Regresa de la mano del autor de Alemanes neoliberales (1989) la Premio Sigmund Freud (1967) como hija, amiga, amante. Se ocupa de lo anecdótico, emprende la lectura biográfica de sus escritos: las cartas de amor que intercambió con Heidegger (“De alguna forma, el hechicero nunca renunció a su poder sobre la aprendiz”), el escepticismo inteligente de una luchadora que se reinventa a sí misma como un ser libre: “El poder y la coacción son opuestos”, afirma en Sobre la violencia (1970), “donde uno gobierna de forma absoluta, la otra está ausente”. En ese breve volumen, precisamente, la intelectual se aparta cada vez más de sí misma para entregarse a sus aforismos: “Si identificamos a la tiranía como el gobierno que no tiene que rendir cuentas, el gobierno de Nadie es el más tiránico de todos, porque no hay nadie a quien se le pueda exigir responsabilidades”. Su única razón para escribir es la autodeterminación. Y sin embargo, cuanto más escribe, más múltiple se vuelve su pensamiento.

“Una forma sugerente de contemplar la producción de Arendt es considerarla una larga meditación sobre el problema del mal”, concluye Johnson. En las múltiples disquisiciones entrecruzadas, el avatar resultante es simbólico y real, parte del retrato más amplio de un país y un destino.

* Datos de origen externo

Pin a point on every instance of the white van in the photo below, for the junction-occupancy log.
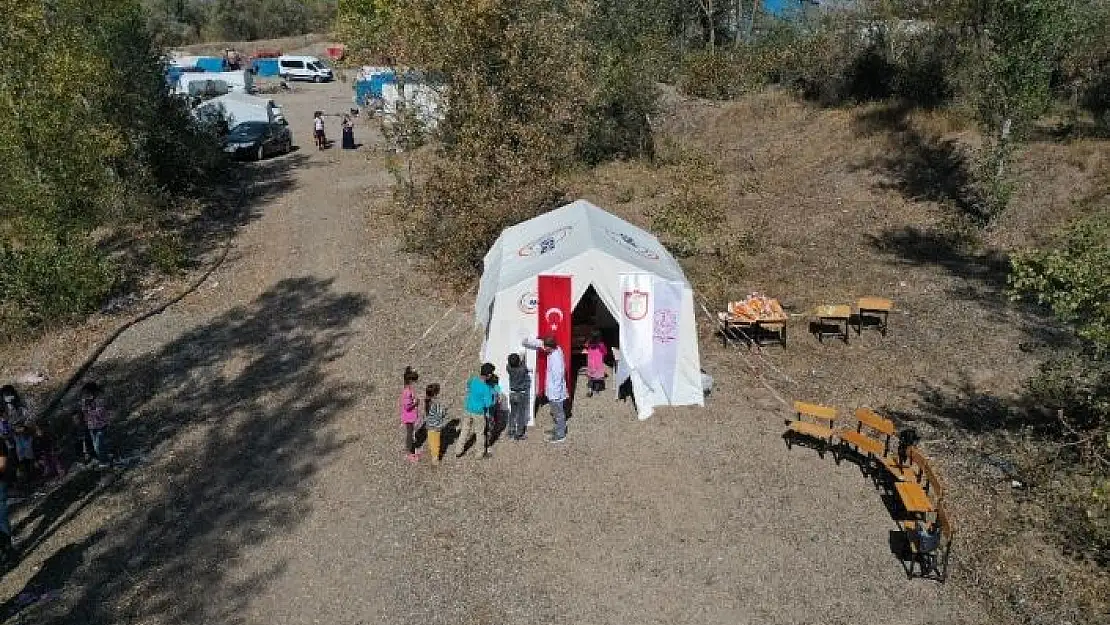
(239, 108)
(303, 68)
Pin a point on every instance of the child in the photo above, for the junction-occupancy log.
(595, 363)
(19, 421)
(435, 419)
(347, 133)
(410, 414)
(318, 128)
(520, 384)
(94, 416)
(478, 402)
(493, 415)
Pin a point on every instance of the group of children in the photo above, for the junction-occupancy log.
(29, 451)
(483, 406)
(30, 444)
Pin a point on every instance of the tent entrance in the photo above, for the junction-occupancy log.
(591, 314)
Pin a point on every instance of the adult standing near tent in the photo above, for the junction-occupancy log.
(554, 383)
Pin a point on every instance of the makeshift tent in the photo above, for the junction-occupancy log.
(639, 289)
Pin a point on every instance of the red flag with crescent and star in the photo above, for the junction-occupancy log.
(553, 313)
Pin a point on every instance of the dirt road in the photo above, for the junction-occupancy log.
(275, 490)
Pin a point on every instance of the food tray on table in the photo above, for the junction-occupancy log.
(755, 309)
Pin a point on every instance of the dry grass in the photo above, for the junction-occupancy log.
(835, 204)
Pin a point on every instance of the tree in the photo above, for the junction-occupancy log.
(90, 140)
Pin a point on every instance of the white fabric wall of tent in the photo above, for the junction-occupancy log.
(622, 262)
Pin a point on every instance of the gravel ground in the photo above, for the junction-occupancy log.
(274, 490)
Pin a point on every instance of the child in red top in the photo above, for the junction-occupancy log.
(409, 405)
(596, 350)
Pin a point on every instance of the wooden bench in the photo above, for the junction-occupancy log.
(877, 309)
(932, 563)
(831, 316)
(922, 495)
(819, 426)
(870, 437)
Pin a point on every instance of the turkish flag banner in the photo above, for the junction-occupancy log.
(553, 313)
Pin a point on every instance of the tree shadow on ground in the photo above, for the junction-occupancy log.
(962, 406)
(230, 203)
(955, 252)
(921, 167)
(236, 415)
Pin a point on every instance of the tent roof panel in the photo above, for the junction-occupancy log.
(546, 242)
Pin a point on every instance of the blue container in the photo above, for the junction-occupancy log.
(265, 67)
(172, 74)
(380, 80)
(210, 63)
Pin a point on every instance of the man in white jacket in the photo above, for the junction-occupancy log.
(555, 384)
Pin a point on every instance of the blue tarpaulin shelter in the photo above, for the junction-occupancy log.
(210, 63)
(265, 67)
(372, 87)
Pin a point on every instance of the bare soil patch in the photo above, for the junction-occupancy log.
(274, 490)
(837, 204)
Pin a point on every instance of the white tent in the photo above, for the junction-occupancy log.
(642, 286)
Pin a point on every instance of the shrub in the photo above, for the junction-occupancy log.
(92, 141)
(1073, 281)
(52, 283)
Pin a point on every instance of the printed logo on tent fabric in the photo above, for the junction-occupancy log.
(665, 329)
(632, 244)
(545, 243)
(554, 318)
(635, 304)
(528, 303)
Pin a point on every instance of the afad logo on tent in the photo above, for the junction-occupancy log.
(528, 302)
(545, 243)
(635, 304)
(632, 244)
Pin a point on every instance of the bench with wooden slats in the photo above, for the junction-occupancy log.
(870, 436)
(930, 561)
(829, 320)
(877, 309)
(924, 494)
(819, 427)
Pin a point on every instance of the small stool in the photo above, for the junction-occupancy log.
(833, 316)
(873, 308)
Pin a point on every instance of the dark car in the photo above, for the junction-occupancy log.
(258, 140)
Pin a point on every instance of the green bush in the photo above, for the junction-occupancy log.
(710, 74)
(92, 147)
(1072, 279)
(52, 284)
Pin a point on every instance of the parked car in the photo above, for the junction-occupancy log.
(303, 68)
(259, 139)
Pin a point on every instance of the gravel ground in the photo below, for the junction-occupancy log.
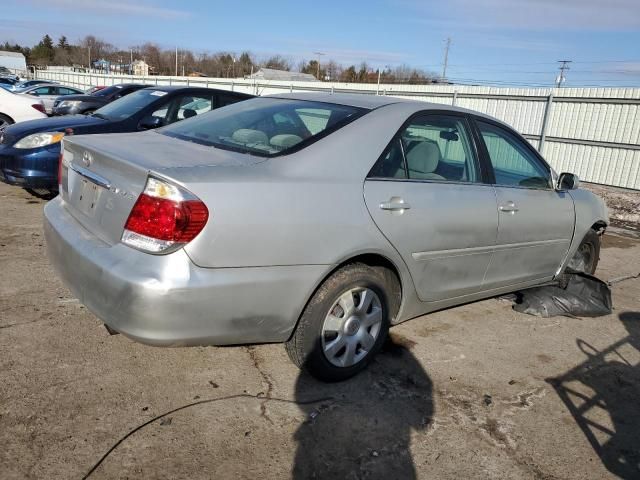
(477, 391)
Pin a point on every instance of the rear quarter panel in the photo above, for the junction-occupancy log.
(590, 209)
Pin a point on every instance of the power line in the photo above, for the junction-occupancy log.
(446, 58)
(561, 78)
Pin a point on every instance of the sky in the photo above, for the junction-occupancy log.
(516, 42)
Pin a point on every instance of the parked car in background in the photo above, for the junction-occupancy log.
(87, 103)
(6, 73)
(19, 86)
(17, 108)
(29, 152)
(7, 83)
(92, 90)
(317, 220)
(48, 93)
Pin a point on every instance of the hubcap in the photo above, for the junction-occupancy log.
(351, 327)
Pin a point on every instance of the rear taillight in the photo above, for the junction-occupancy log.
(165, 217)
(60, 172)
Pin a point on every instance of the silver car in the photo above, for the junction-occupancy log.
(312, 219)
(48, 93)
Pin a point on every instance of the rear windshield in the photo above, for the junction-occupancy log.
(108, 91)
(129, 105)
(265, 126)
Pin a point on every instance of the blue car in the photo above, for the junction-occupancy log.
(29, 151)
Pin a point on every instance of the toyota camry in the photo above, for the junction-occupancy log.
(316, 220)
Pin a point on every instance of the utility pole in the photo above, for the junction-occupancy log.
(446, 58)
(319, 55)
(561, 78)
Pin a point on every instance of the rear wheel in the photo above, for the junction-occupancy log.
(345, 323)
(5, 121)
(588, 254)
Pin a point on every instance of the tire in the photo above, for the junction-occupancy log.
(5, 121)
(336, 339)
(587, 256)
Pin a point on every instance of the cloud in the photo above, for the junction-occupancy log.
(114, 8)
(533, 14)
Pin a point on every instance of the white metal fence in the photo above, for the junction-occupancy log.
(594, 132)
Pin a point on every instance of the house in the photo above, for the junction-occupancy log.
(14, 61)
(140, 68)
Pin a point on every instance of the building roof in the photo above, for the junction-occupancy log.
(273, 74)
(4, 53)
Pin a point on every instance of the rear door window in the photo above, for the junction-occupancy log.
(431, 147)
(514, 164)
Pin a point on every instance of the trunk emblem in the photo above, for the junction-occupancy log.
(87, 158)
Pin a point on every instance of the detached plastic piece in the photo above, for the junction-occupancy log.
(575, 295)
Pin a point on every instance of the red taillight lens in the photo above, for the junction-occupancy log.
(60, 172)
(168, 220)
(163, 217)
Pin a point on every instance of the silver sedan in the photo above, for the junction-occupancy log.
(312, 219)
(48, 93)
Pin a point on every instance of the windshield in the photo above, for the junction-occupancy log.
(108, 91)
(129, 105)
(265, 126)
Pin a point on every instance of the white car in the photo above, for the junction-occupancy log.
(18, 108)
(48, 93)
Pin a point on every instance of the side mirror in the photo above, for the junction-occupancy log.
(149, 122)
(568, 181)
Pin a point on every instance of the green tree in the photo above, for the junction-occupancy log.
(43, 53)
(63, 43)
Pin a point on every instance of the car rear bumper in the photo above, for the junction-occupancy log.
(166, 300)
(30, 168)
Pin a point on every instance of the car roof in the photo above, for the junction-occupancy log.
(351, 99)
(184, 88)
(371, 102)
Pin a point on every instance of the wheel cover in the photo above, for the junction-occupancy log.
(351, 327)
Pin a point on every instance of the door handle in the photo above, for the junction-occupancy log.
(510, 207)
(395, 204)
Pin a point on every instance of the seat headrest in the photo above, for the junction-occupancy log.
(247, 136)
(285, 140)
(424, 157)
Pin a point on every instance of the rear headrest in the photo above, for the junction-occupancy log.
(424, 157)
(247, 136)
(285, 140)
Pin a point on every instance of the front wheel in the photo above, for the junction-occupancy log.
(588, 254)
(345, 323)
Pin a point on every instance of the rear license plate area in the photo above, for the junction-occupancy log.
(88, 195)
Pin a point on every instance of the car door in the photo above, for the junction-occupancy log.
(428, 196)
(47, 94)
(535, 222)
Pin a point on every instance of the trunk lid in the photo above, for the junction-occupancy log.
(103, 175)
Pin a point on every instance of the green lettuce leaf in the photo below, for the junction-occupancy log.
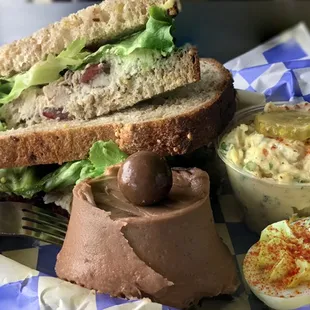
(43, 72)
(28, 181)
(23, 182)
(156, 36)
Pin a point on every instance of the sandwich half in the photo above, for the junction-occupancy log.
(102, 59)
(49, 159)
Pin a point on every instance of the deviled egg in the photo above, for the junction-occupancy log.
(277, 267)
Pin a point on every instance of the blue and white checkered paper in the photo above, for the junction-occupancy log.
(278, 70)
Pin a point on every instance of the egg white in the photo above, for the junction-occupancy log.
(286, 299)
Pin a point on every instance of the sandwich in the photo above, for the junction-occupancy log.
(101, 84)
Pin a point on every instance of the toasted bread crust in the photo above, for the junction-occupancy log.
(98, 24)
(167, 136)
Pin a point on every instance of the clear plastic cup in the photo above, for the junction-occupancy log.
(264, 201)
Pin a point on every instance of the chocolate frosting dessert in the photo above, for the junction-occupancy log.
(169, 252)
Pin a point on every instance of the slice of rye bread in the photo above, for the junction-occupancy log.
(170, 124)
(97, 24)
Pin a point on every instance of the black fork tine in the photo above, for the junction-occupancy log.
(45, 225)
(41, 218)
(48, 214)
(46, 237)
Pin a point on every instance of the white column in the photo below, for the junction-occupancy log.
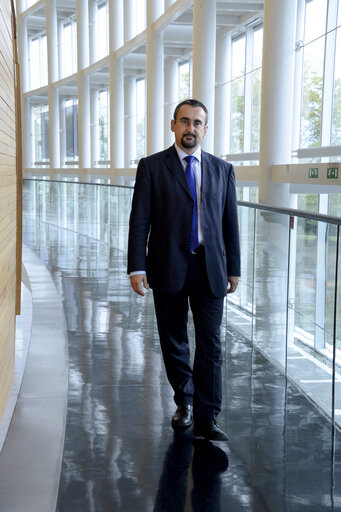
(221, 115)
(94, 126)
(321, 275)
(168, 3)
(27, 129)
(116, 85)
(128, 20)
(248, 90)
(54, 123)
(277, 97)
(82, 16)
(23, 54)
(84, 121)
(298, 76)
(53, 95)
(115, 24)
(204, 42)
(155, 80)
(116, 113)
(171, 97)
(62, 130)
(130, 120)
(83, 84)
(93, 32)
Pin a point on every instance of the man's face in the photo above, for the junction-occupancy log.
(189, 128)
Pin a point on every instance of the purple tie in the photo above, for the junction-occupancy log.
(189, 172)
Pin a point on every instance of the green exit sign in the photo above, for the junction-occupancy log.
(332, 173)
(313, 172)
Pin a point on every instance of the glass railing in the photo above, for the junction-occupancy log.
(288, 303)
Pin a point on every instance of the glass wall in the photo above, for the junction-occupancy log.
(69, 135)
(38, 61)
(288, 303)
(336, 126)
(140, 118)
(68, 47)
(238, 95)
(184, 80)
(40, 135)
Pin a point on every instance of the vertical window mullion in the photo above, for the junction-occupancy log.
(248, 90)
(328, 81)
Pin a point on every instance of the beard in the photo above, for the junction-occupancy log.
(190, 143)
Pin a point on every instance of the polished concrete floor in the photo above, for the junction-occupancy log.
(120, 453)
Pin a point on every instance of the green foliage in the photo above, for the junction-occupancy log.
(311, 108)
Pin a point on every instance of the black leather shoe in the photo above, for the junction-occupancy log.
(183, 417)
(209, 430)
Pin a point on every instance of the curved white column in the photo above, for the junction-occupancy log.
(53, 95)
(171, 97)
(129, 120)
(221, 114)
(204, 42)
(155, 80)
(277, 97)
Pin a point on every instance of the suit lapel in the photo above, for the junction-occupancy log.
(205, 164)
(175, 167)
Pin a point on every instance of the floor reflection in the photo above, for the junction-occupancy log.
(120, 454)
(207, 462)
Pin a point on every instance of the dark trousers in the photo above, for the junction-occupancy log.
(202, 385)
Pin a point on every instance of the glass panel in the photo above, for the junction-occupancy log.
(69, 48)
(71, 130)
(140, 15)
(315, 27)
(184, 80)
(305, 293)
(271, 278)
(308, 202)
(336, 127)
(239, 304)
(310, 349)
(104, 125)
(140, 118)
(256, 87)
(238, 95)
(337, 410)
(335, 205)
(102, 30)
(40, 132)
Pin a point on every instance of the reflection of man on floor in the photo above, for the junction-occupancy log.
(184, 244)
(208, 463)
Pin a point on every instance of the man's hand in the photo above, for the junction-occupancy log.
(233, 282)
(138, 282)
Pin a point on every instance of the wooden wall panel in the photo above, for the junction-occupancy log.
(8, 205)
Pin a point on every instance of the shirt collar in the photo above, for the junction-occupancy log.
(182, 154)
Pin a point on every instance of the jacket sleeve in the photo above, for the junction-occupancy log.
(231, 228)
(139, 223)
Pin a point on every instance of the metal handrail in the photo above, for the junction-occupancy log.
(258, 206)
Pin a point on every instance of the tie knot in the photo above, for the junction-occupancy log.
(189, 159)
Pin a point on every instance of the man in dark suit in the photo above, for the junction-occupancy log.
(184, 244)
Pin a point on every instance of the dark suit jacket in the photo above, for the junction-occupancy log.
(161, 216)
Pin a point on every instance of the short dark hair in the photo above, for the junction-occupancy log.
(193, 103)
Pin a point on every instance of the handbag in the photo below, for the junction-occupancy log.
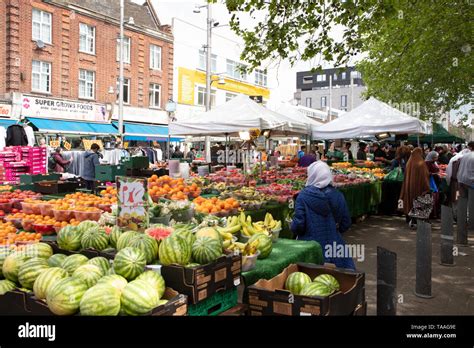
(395, 174)
(422, 207)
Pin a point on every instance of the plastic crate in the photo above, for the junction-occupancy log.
(215, 305)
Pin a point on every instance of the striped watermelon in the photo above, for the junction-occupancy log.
(69, 238)
(316, 289)
(46, 279)
(265, 244)
(295, 282)
(6, 286)
(41, 250)
(30, 270)
(64, 297)
(115, 280)
(11, 265)
(206, 250)
(186, 234)
(95, 238)
(72, 262)
(138, 298)
(100, 262)
(100, 300)
(4, 252)
(56, 260)
(124, 239)
(89, 274)
(114, 236)
(155, 280)
(129, 263)
(327, 280)
(147, 244)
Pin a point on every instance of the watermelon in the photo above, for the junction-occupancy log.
(95, 238)
(174, 250)
(56, 260)
(327, 280)
(265, 244)
(30, 270)
(129, 263)
(64, 297)
(41, 250)
(147, 244)
(46, 279)
(100, 300)
(4, 252)
(101, 262)
(114, 235)
(87, 225)
(186, 234)
(138, 298)
(11, 265)
(206, 250)
(295, 282)
(115, 280)
(72, 262)
(69, 238)
(155, 280)
(6, 285)
(89, 274)
(315, 289)
(209, 232)
(124, 239)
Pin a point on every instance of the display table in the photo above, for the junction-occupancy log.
(284, 253)
(362, 198)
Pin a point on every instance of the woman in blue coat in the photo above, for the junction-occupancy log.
(321, 214)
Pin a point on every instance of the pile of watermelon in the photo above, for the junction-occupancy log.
(75, 284)
(299, 283)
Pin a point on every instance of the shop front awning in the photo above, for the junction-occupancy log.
(146, 132)
(76, 127)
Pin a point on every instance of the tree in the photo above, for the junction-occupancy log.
(415, 51)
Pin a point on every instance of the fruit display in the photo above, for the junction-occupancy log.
(174, 189)
(216, 206)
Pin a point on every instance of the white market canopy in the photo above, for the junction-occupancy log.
(370, 118)
(237, 115)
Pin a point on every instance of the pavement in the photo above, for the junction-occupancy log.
(452, 287)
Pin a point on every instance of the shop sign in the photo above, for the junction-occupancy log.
(62, 109)
(5, 110)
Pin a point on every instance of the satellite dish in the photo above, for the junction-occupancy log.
(39, 44)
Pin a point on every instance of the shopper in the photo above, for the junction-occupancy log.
(91, 160)
(321, 214)
(416, 181)
(60, 163)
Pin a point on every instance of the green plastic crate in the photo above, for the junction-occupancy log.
(215, 305)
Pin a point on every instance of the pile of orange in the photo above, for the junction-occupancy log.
(175, 189)
(215, 205)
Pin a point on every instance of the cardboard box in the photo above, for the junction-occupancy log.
(269, 297)
(204, 281)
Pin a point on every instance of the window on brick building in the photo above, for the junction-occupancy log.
(126, 49)
(86, 38)
(41, 77)
(41, 26)
(155, 57)
(86, 84)
(154, 95)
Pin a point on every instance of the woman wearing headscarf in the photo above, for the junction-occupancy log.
(416, 181)
(321, 214)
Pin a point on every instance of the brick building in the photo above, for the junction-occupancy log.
(67, 50)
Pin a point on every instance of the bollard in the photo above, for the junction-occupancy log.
(462, 221)
(386, 282)
(423, 260)
(447, 238)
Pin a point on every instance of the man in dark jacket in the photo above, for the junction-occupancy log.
(91, 160)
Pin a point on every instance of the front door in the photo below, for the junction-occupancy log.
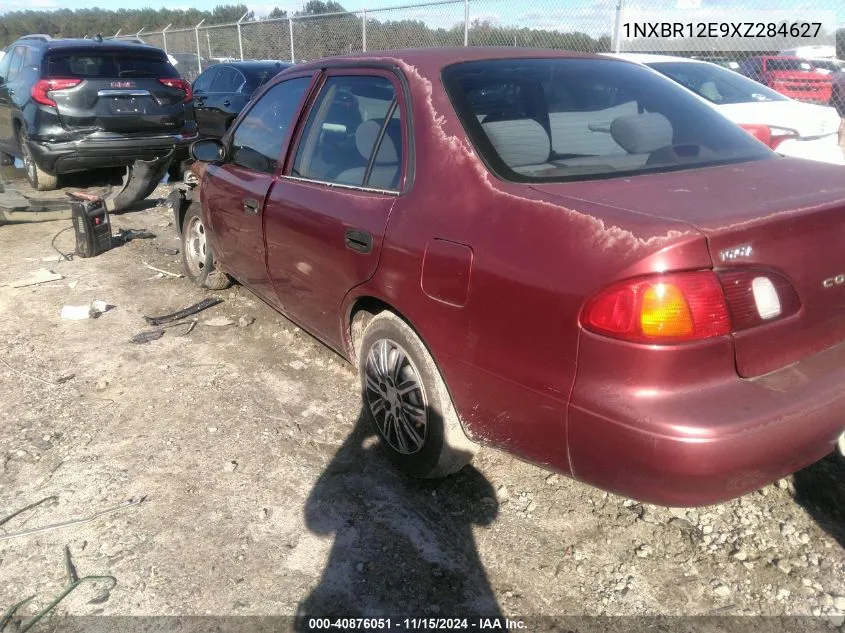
(235, 192)
(326, 218)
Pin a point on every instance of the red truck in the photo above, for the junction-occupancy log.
(791, 76)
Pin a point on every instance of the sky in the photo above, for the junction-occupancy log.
(590, 16)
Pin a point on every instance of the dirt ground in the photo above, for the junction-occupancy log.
(263, 495)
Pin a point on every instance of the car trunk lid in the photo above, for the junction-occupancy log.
(782, 215)
(119, 91)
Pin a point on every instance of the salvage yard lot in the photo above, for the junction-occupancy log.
(264, 495)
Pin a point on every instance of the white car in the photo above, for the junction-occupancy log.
(789, 127)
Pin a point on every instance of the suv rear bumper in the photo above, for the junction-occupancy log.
(93, 152)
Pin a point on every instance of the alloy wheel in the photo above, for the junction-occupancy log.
(396, 397)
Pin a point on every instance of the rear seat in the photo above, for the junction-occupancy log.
(522, 144)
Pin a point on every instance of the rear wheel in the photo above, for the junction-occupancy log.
(407, 403)
(38, 179)
(197, 256)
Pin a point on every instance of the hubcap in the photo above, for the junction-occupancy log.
(396, 397)
(195, 247)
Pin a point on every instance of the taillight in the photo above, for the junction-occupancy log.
(42, 88)
(690, 306)
(771, 136)
(180, 84)
(670, 308)
(756, 297)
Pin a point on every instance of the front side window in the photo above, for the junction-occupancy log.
(716, 84)
(257, 141)
(353, 135)
(589, 118)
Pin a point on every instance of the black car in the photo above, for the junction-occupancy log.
(69, 105)
(222, 91)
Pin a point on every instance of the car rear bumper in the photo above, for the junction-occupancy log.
(825, 149)
(707, 440)
(102, 151)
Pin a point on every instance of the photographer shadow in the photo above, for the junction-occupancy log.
(820, 489)
(402, 547)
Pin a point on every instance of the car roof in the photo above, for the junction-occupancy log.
(254, 63)
(646, 58)
(441, 57)
(79, 42)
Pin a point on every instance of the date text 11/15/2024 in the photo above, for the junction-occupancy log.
(415, 624)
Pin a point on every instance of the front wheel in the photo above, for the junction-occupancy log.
(197, 256)
(407, 403)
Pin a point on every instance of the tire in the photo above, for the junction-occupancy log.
(426, 440)
(38, 179)
(197, 256)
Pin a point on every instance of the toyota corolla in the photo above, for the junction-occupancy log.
(565, 256)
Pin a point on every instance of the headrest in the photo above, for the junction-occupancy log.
(642, 133)
(367, 134)
(519, 142)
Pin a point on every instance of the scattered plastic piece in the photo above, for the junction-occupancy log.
(219, 322)
(90, 311)
(42, 276)
(181, 314)
(146, 337)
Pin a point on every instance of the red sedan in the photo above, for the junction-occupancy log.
(564, 256)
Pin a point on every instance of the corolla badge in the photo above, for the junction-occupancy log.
(836, 280)
(738, 252)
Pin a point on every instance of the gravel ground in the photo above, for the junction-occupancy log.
(265, 496)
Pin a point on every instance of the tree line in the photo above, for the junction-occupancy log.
(330, 35)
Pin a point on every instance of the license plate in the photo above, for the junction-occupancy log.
(127, 105)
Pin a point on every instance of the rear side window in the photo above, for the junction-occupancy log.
(107, 66)
(587, 118)
(353, 135)
(227, 79)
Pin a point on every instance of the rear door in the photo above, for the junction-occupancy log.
(202, 88)
(9, 70)
(234, 193)
(123, 90)
(326, 218)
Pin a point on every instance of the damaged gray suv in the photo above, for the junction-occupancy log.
(70, 105)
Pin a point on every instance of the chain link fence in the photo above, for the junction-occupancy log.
(581, 25)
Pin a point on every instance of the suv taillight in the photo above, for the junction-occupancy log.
(689, 306)
(180, 84)
(42, 88)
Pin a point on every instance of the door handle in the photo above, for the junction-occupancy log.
(251, 206)
(361, 241)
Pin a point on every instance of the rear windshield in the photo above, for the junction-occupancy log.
(715, 83)
(108, 66)
(552, 120)
(788, 64)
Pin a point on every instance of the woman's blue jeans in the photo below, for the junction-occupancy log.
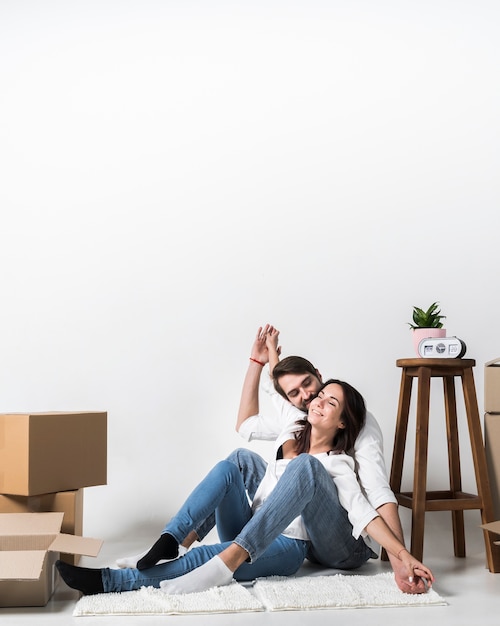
(326, 521)
(305, 488)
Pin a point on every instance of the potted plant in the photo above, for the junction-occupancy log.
(426, 324)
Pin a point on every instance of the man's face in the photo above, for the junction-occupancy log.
(300, 389)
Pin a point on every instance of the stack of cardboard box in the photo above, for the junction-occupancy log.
(46, 461)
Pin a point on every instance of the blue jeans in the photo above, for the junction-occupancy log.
(326, 521)
(222, 492)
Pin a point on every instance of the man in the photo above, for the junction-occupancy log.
(297, 381)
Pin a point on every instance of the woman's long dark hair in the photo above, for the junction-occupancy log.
(353, 416)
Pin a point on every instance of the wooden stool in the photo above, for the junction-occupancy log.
(455, 500)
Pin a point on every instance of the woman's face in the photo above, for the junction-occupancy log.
(325, 410)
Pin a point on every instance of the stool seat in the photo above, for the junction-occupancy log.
(453, 499)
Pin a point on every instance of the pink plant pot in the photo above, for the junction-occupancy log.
(425, 333)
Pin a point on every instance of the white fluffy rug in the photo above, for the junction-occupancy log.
(267, 594)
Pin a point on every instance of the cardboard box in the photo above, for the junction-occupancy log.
(70, 503)
(492, 451)
(492, 386)
(49, 452)
(29, 546)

Su individualidad brilla breve, lírica, trágicamente, mientras declara: “La práctica de la violencia, como toda acción, cambia el mundo, pero el cambio más probable es hacia un mundo más violento”. Su agudeza, sugiere el colaborador del Times Literary Supplement, es una virtud perdida en la época actual, junto a la fiereza, la voluntad de renunciar a la amabilidad en favor del rigor intelectual. La capacidad de autoinvención de la Emerson-Thoreau Medal (1969) es un proyecto de autotransformación que pretende abrir la brecha entre el ser que escribe y su alter ego. En el artículo “Dar sentido al mal” se admira, por encima del personaje, a la persona que, lejos de tratar de congraciarse, responde a un entorno hostil o indiferente volviéndose cada vez más mordaz, un comportamiento que sin duda merece ser reivindicado.